[R] Question on Data Simulation

Göran Broström gb at stat.umu.se
Fri Apr 2 15:48:55 CEST 2004


On Thu, Apr 01, 2004 at 05:11:31PM +0200, Rau, Roland wrote:
> Hello,
> 
> > -----Original Message-----
> > From:	"Jingky P. Lozano" [SMTP:jlozano at apoy.upm.edu.ph]
> > Sent:	Thursday, April 01, 2004 2:15 PM
> > To:	r-help at stat.math.ethz.ch
> > Subject:	[R] Question on Data Simulation 
> > 
> > Dear mailing list,
> > 
> > Do you know a specific package in R where I can create an artificial
> > survival 
> > data with controlled censoring condition?  (For example, I want to
> > simulate a 
> > data set with 5 variables and 20% of the observations are censored.)
> > 
> 	maybe I misunderstood something but why don't you create a variable,
> often denoted by 'status' in survival analysis, where the probabilities are
> 0.2 for censoring and 0.8 for the event and add this to your other data?
> 	The code should like like this (for a hypothetical size of 1000
> individuals):
> 
> 	status = sample(x=c(0,1), size=1000, replace=TRUE, prob=c(0.2,0.8))

I have an objection to this solution: If you take an uncensored sample 
and regard some of the observations as censored, you actually change the
distribution of the censored observations (You are changing a genuine
observation T = t to T > t).
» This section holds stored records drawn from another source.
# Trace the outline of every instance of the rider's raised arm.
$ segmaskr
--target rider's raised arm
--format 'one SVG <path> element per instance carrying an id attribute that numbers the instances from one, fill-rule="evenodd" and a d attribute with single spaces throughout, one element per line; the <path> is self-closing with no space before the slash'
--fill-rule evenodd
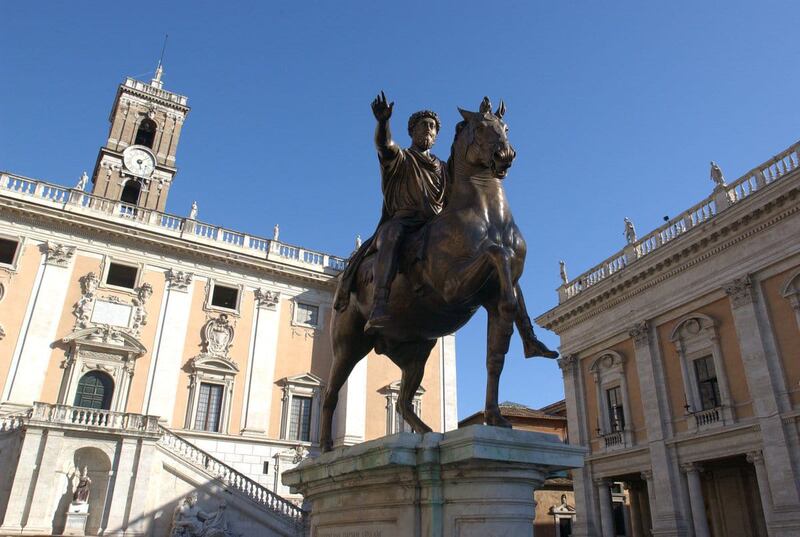
<path id="1" fill-rule="evenodd" d="M 400 151 L 400 147 L 392 140 L 392 131 L 389 128 L 389 119 L 392 117 L 394 102 L 386 102 L 386 95 L 381 92 L 372 101 L 372 113 L 378 121 L 375 127 L 375 148 L 378 150 L 378 157 L 383 160 L 394 158 Z"/>

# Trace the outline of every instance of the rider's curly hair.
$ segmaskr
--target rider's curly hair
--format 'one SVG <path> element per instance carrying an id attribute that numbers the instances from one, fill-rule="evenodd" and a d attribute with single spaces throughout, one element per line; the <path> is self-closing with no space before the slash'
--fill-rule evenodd
<path id="1" fill-rule="evenodd" d="M 417 124 L 422 118 L 429 117 L 436 122 L 436 132 L 438 133 L 442 130 L 442 123 L 439 121 L 439 115 L 432 111 L 432 110 L 420 110 L 419 112 L 414 112 L 411 114 L 411 117 L 408 118 L 408 135 L 411 136 L 411 131 L 414 130 L 414 125 Z"/>

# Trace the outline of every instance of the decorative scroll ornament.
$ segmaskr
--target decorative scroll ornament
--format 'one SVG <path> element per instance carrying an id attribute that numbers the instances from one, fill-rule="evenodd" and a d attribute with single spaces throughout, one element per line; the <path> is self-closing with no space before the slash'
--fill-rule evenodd
<path id="1" fill-rule="evenodd" d="M 750 280 L 749 275 L 736 278 L 731 283 L 725 285 L 723 289 L 728 297 L 730 297 L 734 308 L 752 304 L 754 301 L 753 282 Z"/>
<path id="2" fill-rule="evenodd" d="M 65 246 L 63 244 L 47 241 L 44 247 L 47 254 L 44 262 L 47 265 L 66 268 L 75 255 L 74 246 Z"/>
<path id="3" fill-rule="evenodd" d="M 278 307 L 278 302 L 281 299 L 281 294 L 278 291 L 270 291 L 269 289 L 261 289 L 260 287 L 255 290 L 256 303 L 259 308 L 266 308 L 275 311 Z"/>
<path id="4" fill-rule="evenodd" d="M 167 279 L 167 287 L 169 289 L 186 292 L 192 283 L 193 274 L 182 270 L 169 269 L 164 276 Z"/>
<path id="5" fill-rule="evenodd" d="M 144 283 L 136 289 L 136 298 L 131 301 L 133 303 L 131 332 L 137 337 L 141 332 L 142 326 L 147 324 L 147 310 L 144 306 L 151 296 L 153 296 L 153 286 L 149 283 Z"/>
<path id="6" fill-rule="evenodd" d="M 75 328 L 86 328 L 89 326 L 89 319 L 92 315 L 92 306 L 94 305 L 94 293 L 97 291 L 97 286 L 100 284 L 100 280 L 97 277 L 97 274 L 94 272 L 90 272 L 85 276 L 81 276 L 81 298 L 78 299 L 78 302 L 75 303 L 75 307 L 72 310 L 73 315 L 77 317 L 77 321 L 75 323 Z"/>
<path id="7" fill-rule="evenodd" d="M 216 319 L 209 319 L 203 326 L 201 336 L 203 354 L 230 360 L 228 349 L 233 344 L 233 325 L 226 314 L 221 313 Z"/>

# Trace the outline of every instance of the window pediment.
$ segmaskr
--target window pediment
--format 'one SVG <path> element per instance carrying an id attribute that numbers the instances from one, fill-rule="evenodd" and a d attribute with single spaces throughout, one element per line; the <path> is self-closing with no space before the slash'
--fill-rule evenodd
<path id="1" fill-rule="evenodd" d="M 108 325 L 76 330 L 63 337 L 61 341 L 76 349 L 79 347 L 98 348 L 128 354 L 134 358 L 147 352 L 147 348 L 138 339 Z"/>

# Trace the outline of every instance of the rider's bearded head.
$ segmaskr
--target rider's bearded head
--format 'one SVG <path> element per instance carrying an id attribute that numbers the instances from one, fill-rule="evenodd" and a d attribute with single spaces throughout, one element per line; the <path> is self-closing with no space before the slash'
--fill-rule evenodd
<path id="1" fill-rule="evenodd" d="M 414 147 L 427 151 L 433 147 L 436 135 L 439 134 L 441 123 L 436 112 L 420 110 L 408 118 L 408 134 Z"/>

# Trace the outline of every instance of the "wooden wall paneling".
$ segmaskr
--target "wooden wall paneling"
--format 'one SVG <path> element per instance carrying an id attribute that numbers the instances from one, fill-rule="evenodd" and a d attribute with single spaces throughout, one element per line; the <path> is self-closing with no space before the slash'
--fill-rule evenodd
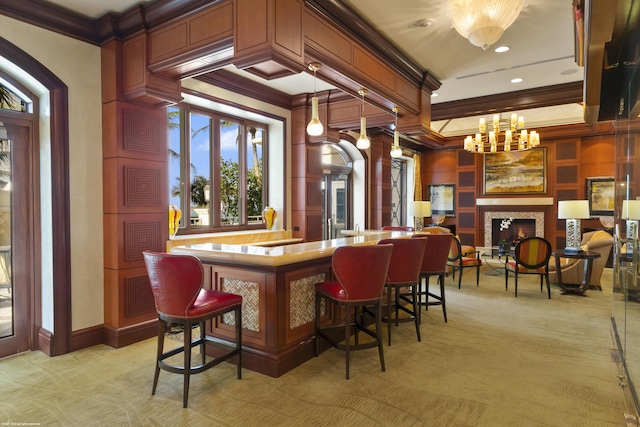
<path id="1" fill-rule="evenodd" d="M 307 68 L 302 0 L 235 1 L 234 5 L 236 67 L 265 78 Z"/>
<path id="2" fill-rule="evenodd" d="M 207 71 L 233 56 L 233 4 L 219 2 L 149 31 L 149 70 L 171 78 Z"/>
<path id="3" fill-rule="evenodd" d="M 152 73 L 147 67 L 149 35 L 141 33 L 123 43 L 123 95 L 127 100 L 166 106 L 182 100 L 180 81 Z"/>

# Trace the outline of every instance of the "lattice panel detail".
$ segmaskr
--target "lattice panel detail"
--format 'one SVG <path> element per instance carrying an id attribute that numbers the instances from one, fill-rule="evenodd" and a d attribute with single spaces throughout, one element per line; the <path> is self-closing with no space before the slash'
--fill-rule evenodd
<path id="1" fill-rule="evenodd" d="M 289 282 L 289 328 L 295 329 L 315 319 L 315 284 L 325 275 L 316 274 Z"/>
<path id="2" fill-rule="evenodd" d="M 246 282 L 240 279 L 222 278 L 221 290 L 236 295 L 242 295 L 242 328 L 250 331 L 260 331 L 260 285 L 257 282 Z M 226 313 L 222 316 L 222 323 L 235 325 L 235 315 Z"/>
<path id="3" fill-rule="evenodd" d="M 162 150 L 160 147 L 162 125 L 157 117 L 139 111 L 125 111 L 123 128 L 125 129 L 123 138 L 125 150 L 160 154 Z"/>
<path id="4" fill-rule="evenodd" d="M 125 222 L 125 252 L 127 262 L 142 261 L 142 251 L 162 247 L 160 224 L 157 222 Z"/>
<path id="5" fill-rule="evenodd" d="M 124 315 L 136 317 L 142 314 L 155 313 L 149 277 L 136 276 L 124 279 Z"/>
<path id="6" fill-rule="evenodd" d="M 123 173 L 125 206 L 160 205 L 161 173 L 159 170 L 125 166 Z"/>

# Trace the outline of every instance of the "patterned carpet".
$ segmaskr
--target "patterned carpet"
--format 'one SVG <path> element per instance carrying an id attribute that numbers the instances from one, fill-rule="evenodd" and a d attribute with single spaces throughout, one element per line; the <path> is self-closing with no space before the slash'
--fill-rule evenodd
<path id="1" fill-rule="evenodd" d="M 486 268 L 486 267 L 484 267 Z M 155 340 L 96 346 L 48 358 L 0 361 L 0 421 L 61 426 L 623 426 L 625 408 L 610 335 L 611 294 L 552 299 L 537 279 L 518 298 L 504 278 L 447 279 L 449 322 L 431 307 L 422 342 L 410 323 L 385 346 L 344 355 L 330 349 L 280 378 L 222 364 L 191 380 L 161 372 L 151 396 Z M 603 277 L 603 281 L 606 278 Z M 606 287 L 605 287 L 606 289 Z"/>

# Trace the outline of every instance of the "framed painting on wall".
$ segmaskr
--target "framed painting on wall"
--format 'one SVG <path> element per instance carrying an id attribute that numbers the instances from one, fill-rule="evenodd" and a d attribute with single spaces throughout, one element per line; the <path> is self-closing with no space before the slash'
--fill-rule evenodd
<path id="1" fill-rule="evenodd" d="M 429 184 L 426 196 L 431 202 L 432 215 L 456 216 L 455 184 Z"/>
<path id="2" fill-rule="evenodd" d="M 547 192 L 547 149 L 484 154 L 483 193 L 538 194 Z"/>
<path id="3" fill-rule="evenodd" d="M 615 179 L 612 176 L 587 178 L 587 200 L 592 217 L 613 216 Z"/>

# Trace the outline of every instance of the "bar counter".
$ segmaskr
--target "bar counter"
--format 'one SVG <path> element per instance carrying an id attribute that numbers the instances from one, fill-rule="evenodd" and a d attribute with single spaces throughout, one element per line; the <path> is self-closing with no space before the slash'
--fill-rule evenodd
<path id="1" fill-rule="evenodd" d="M 411 234 L 380 231 L 275 247 L 195 243 L 173 246 L 170 251 L 202 261 L 205 288 L 242 295 L 243 367 L 278 377 L 313 357 L 314 285 L 332 278 L 334 250 Z M 338 322 L 340 316 L 326 312 L 322 322 Z M 232 341 L 233 316 L 208 326 L 207 334 Z"/>

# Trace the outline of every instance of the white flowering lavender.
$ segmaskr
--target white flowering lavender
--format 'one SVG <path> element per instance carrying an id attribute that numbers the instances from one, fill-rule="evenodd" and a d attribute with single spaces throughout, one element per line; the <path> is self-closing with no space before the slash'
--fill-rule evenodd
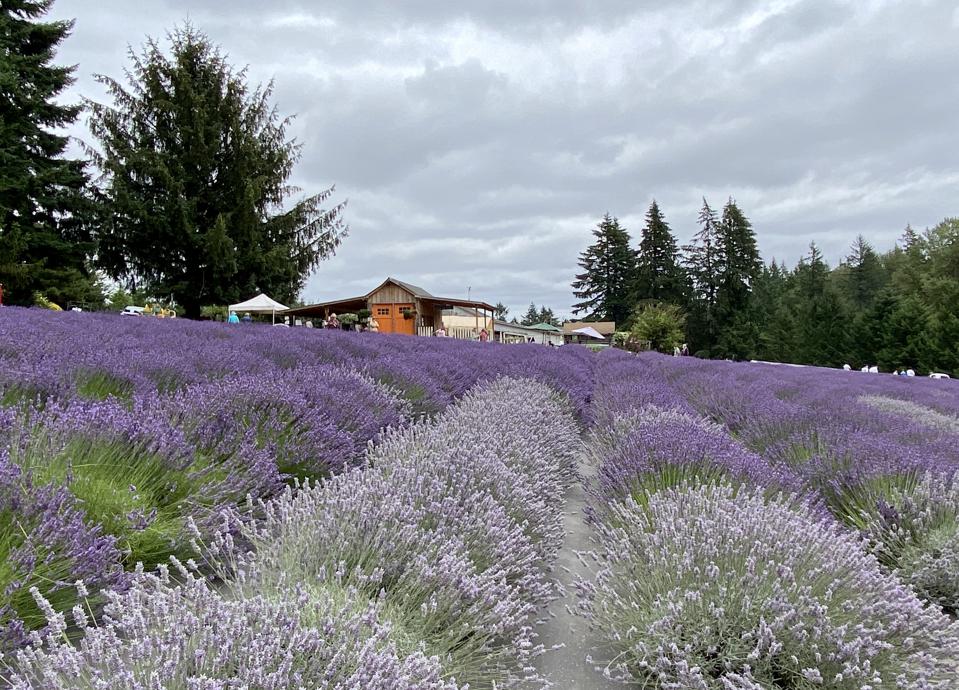
<path id="1" fill-rule="evenodd" d="M 436 659 L 400 655 L 382 606 L 330 578 L 230 600 L 182 569 L 109 593 L 104 623 L 76 646 L 17 653 L 11 690 L 456 690 Z M 86 625 L 79 607 L 74 615 Z M 56 622 L 55 629 L 63 629 Z"/>
<path id="2" fill-rule="evenodd" d="M 876 410 L 908 417 L 930 429 L 959 434 L 959 417 L 943 414 L 931 407 L 910 400 L 890 398 L 884 395 L 862 395 L 859 397 L 859 401 Z"/>
<path id="3" fill-rule="evenodd" d="M 536 681 L 538 607 L 555 594 L 563 496 L 579 449 L 567 404 L 532 381 L 482 384 L 387 434 L 369 466 L 262 506 L 246 596 L 336 573 L 378 598 L 393 639 L 473 690 Z M 495 684 L 495 685 L 494 685 Z"/>
<path id="4" fill-rule="evenodd" d="M 611 511 L 604 568 L 581 583 L 609 675 L 675 690 L 955 687 L 956 624 L 794 500 L 686 486 Z"/>

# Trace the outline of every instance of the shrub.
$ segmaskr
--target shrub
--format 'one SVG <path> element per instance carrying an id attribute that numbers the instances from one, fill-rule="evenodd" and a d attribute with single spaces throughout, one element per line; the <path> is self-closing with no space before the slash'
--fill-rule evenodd
<path id="1" fill-rule="evenodd" d="M 369 467 L 263 504 L 244 534 L 253 561 L 220 558 L 237 559 L 247 595 L 338 573 L 384 601 L 403 649 L 422 645 L 471 688 L 513 686 L 542 651 L 533 622 L 556 593 L 548 568 L 576 450 L 560 396 L 484 384 L 434 423 L 388 433 Z"/>
<path id="2" fill-rule="evenodd" d="M 401 656 L 381 606 L 332 576 L 308 587 L 226 599 L 185 568 L 139 574 L 110 593 L 105 623 L 74 645 L 53 636 L 17 654 L 11 690 L 330 688 L 456 690 L 435 659 Z M 42 600 L 41 600 L 42 603 Z M 66 621 L 47 609 L 53 632 Z"/>
<path id="3" fill-rule="evenodd" d="M 773 490 L 800 481 L 767 465 L 718 424 L 677 409 L 646 406 L 618 414 L 588 443 L 598 465 L 602 503 L 689 483 L 745 482 Z"/>
<path id="4" fill-rule="evenodd" d="M 652 688 L 947 688 L 959 631 L 842 528 L 729 486 L 613 506 L 584 608 L 607 672 Z"/>
<path id="5" fill-rule="evenodd" d="M 31 588 L 62 612 L 76 601 L 76 578 L 94 587 L 122 584 L 115 539 L 84 517 L 66 489 L 34 486 L 0 450 L 0 652 L 46 624 Z"/>
<path id="6" fill-rule="evenodd" d="M 926 473 L 872 496 L 862 528 L 879 560 L 923 598 L 959 611 L 959 483 Z"/>

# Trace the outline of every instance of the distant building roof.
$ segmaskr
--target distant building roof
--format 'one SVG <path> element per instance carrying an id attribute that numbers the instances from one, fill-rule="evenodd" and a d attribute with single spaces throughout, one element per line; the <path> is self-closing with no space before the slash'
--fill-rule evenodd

Since I happen to be in need of this kind of
simulated data myself, I wrote the following function, which simulates
exponential censored survival times according to the proportional hazards
model (Type I censoring with common censoring time):
----------------------------------------------------------------------
TypeIsurv <- function(covar, beta, cens.prob = 0, scale = 1){
    ## covar     = n x p matrix of covariates
    ## beta      = p-vector of regression coefficients
    ## cens.prob = expected censoring fraction (0 <= cens.prob < 1).

    ## Output: Censored exponential survival times and censoring
    ## indicators for Type I censoring (common censoring time 'tc'). 
    ## Model: proportional hazards,
    ## h(t; covar, beta) = exp(covar %*% beta)) / scale
    
    ## Here we should have some checks of indata.

    if (scale <= 0) stop("'scale' must be positive")
    if (cens.prob >= 1) return(NULL)
    
    covar <- as.matrix(covar)
    n <- NROW(covar)
    score <- exp(covar %*% beta)

    tt <- rexp(n, score) # Uncensored survival times
    if (cens.prob > 0){
        ## Find the common censoring time 'tc':
        type1 <- function(x) mean(exp(-x * score)) - cens.prob
        lower <- 0
        upper <- -log(cens.prob) / min(score) + 1
        tc <- uniroot(type1, c(lower, upper))$root
        ## Calculate event indicator and observed times:
        event <- tt <= tc
        tt <- pmin(tt, tc)
    }else{
        event <- rep(TRUE, n)
    }
    list(time = scale * tt, event = event, tc = scale * tc)
}
--------------------------------------------------------------------
A word of warning: Not well tested; I only noticed that the censoring
fraction seemed to be correct in some experiments.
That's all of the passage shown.